Yaşamın her alanını haz almaya göre düzenleyebilmek olası mıdır ya da doğal bir durum mudur? Doğa da bunun bir karşılığı var mıdır? Devamlı hazlar içinde yüzenler mutlu mudur?

Hazları doğuran ve tanımlanır yapan acılar mıdır? Kısaca acı bilinmeden haz bilinebilir mi?

***

Haz iyi midir, kötü müdür? Hazlar iyi hazlar, kötü hazlar diye ayrılırlar mı? Acının, zalimliğin, diktatörlüğün ve benzerlerinin kişilerde haz yarattığı söylenebilir mi?...

Bu konu ilkçağlarda da tartışılıyordu, günümüzde de tartışılmaya devam ediyor… Dünyanın temelini hazcılığa dayandıran görüşler olduğu gibi hazcılığa karşı duranlar ve ölçülü yaklaşan anlayışlar da vardır…

Hazcılığın göreceli olarak en zayıf, diğer ifade ile benimsenmediği veya benimsetilmediği çağ Ortaçağ’dır… Ortaçağ’da bu anlayış- bu öğreti- dinsel doğmaların kıskacındaydı diyebiliriz… Bu durum, Kilise babalarının toplumu dinsel amaçlara doğru yönlendirmelerinden, baskılamalarından kaynaklanmaktadır. Haz – hazcılık- dinsel yönden iyi karşılanmamakta, dine karşı bir duruş olarak da algılanmaktaydı…(Dinin, dinsel ritüellerin kişiye haz verip vermediği sorgulanmamış olabilir)

İslam Dininde ve kültüründe ağlamanın- gülmeye bir üstünlüğü vardır. Gülmenin insanda bir haz yarattığı ve gülmenin mutluluk hormonu olan serotinin salgıladığı da bilimsel olarak ortaya konmuştur… Arabesk Müzik, acıların müziği midir? Acılardan haz almak- zevk almak mıdır ? Dramları, acıklı filmleri çok seven bir yanımız var ? Bu süreç içinde; bu filmleri izledikçe  haz almaya mı yöneliyoruz?
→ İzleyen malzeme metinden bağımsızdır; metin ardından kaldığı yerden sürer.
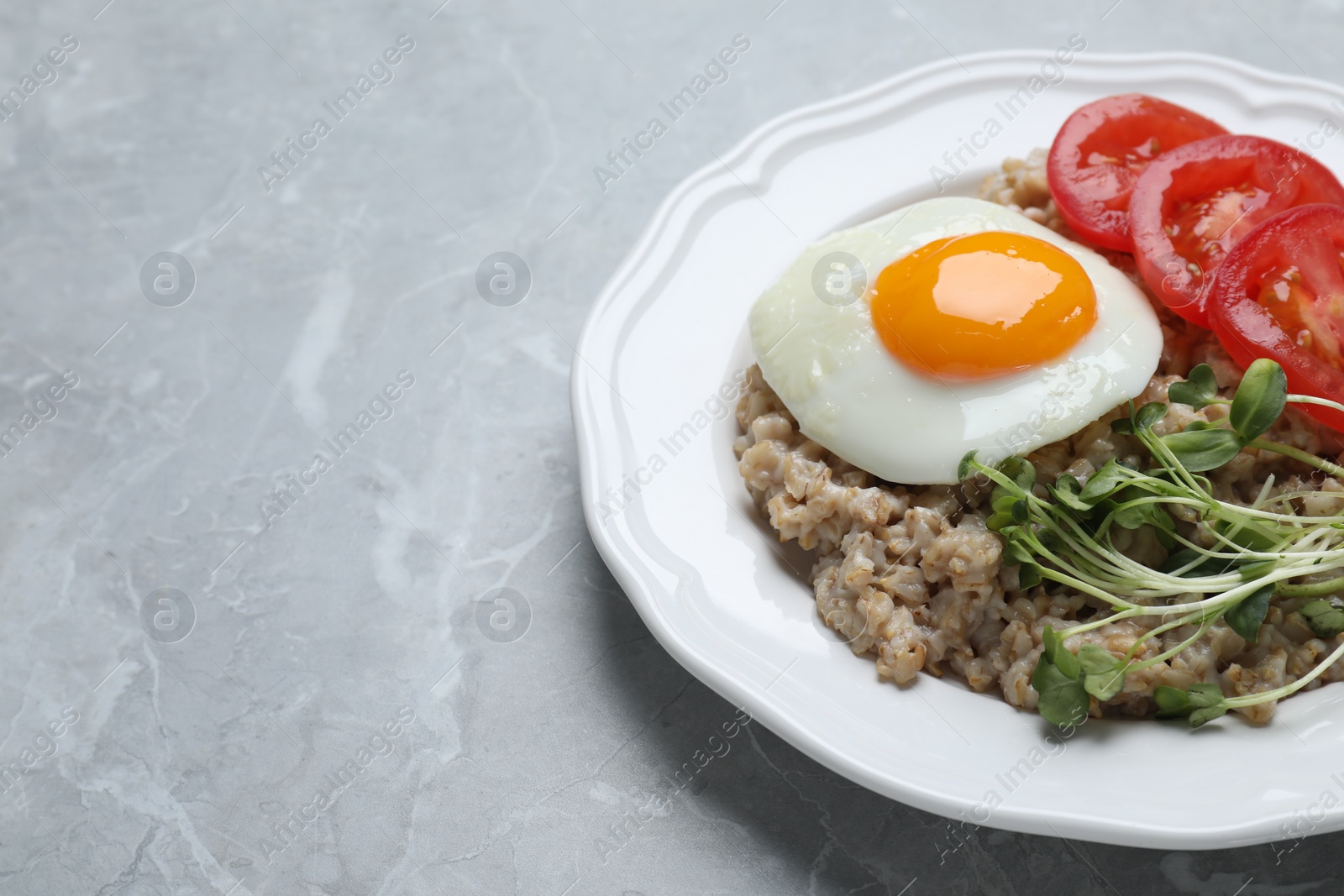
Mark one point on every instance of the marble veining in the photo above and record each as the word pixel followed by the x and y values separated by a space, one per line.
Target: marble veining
pixel 230 668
Bu durum da kafamız karışıyor değil mi? Belki de felsefe yapmak kafaları karıştırmaktır…

***

İyi ve mutlu yaşamın nasıl olabileceği, iyi ve mutluluğun ne olduğu sorularını insanoğlu hep kendine sora gelmiştir. Bu sorgulama etiğin-ahlakın- doğuşuna yol açmış ve mutluluk ve haz sorgulanmaya başlamıştır… Hazzın ölçülülük olduğu düşüncesi ilkçağ düşünürlerinde de günümüzün düşünlerinde de önemli bir yer tutar… Asıl sorun ölçülülüğe nasıl ulaşılacağıdır… Ölçülülük kendiliğinden hazır bulunan ve kolayca elde edilebilecek bir şey değildir…
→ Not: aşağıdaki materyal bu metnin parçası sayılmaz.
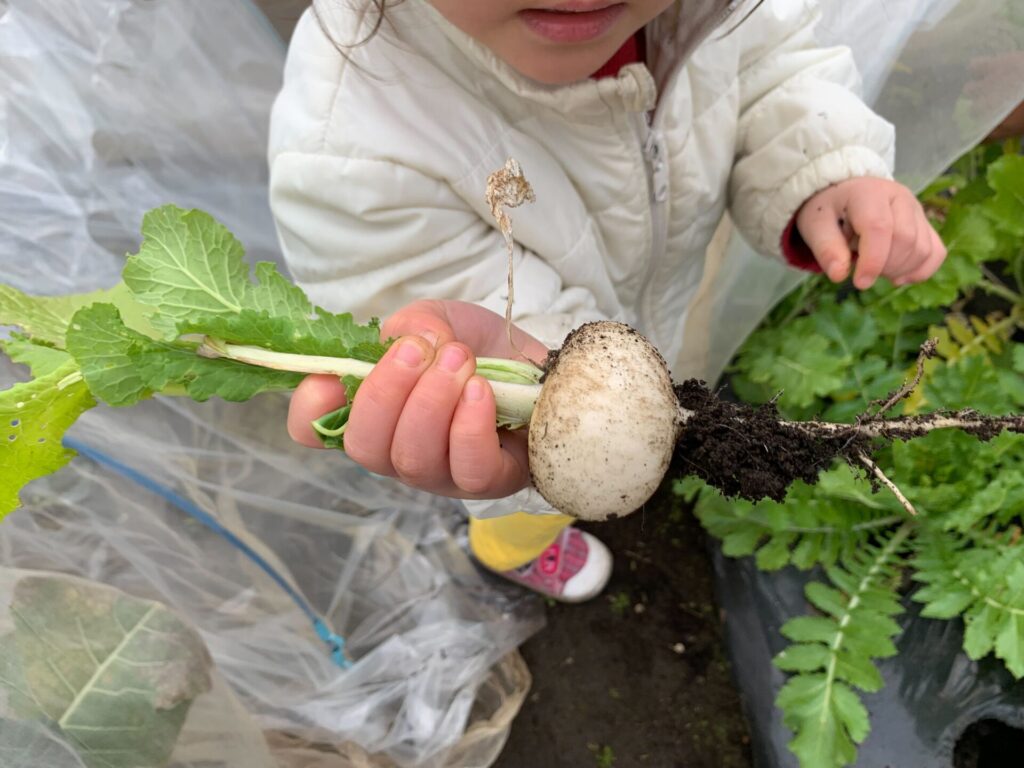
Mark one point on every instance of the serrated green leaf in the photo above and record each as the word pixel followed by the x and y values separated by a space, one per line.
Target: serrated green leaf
pixel 980 630
pixel 824 715
pixel 45 318
pixel 115 674
pixel 188 265
pixel 122 367
pixel 34 418
pixel 849 327
pixel 40 358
İlkçağlardaki hazcılığın, günümüzdeki uzantısı faydacılıktır… İlkçağlarda Sokrates’çi Kyrene okulunun temel anlayışını hazcılık oluşturuyordu. Okula göre: Yaşamda haz, başlı başına ve kendisi için amaçtır, dolayısıyla haz iyidir. Haz, yaşamda en temel şeydir ve canlı varlığın yaşamının temel amacıdır.  İlkçağın hazcılarından Epikoros’a göre İnsan için iyi olan tek şey hazdır, acı ise kötüdür… Yeniçağda gelişen faydacılık ilkesinin temeli de buna dayanıyordu. Jeremy Bentham, Jamaes Mill, J.S. Mill faydalı olan her şey iyidir ve yararlıdır. Önemli olan erdem değil sonuçtur… İlkçağ filozofu Platon ise bunun tam tersini düşünüyordu. Ona göre mutluluğa hazla değil, yalnızca erdemle ulaşılabilinirdi…
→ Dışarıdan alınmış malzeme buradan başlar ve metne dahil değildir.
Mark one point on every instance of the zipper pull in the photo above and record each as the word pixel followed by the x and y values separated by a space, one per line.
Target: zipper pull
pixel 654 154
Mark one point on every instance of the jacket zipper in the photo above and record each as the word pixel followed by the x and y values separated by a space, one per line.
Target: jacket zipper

Görüldüğü gibi haz, hazcılık, erdem konusunda insanoğlunun aklı dünde karışıktı, bugünde karışıktır…

***

Maslow’un ihtiyaçlar hiyerarşisi - piramidi- insanoğlunun tatmine, hazza yönelmesinin bir

Bir başka şekli gibidir… İlk basamak olarak fizyolojik ihtiyaçlar (nefes alma,yeme, içme, sevişme gibi) ikinci basamak olarak insan oğlunun ihtiyacı güvenlik ihtiyacıdır. Üçüncü basamak ait olma ve sevilme ihtiyacıdır. Dördüncü basamak değer ihtiyacı… En üst basamak ise kendini gerçekleştirebilme ihtiyacıdır…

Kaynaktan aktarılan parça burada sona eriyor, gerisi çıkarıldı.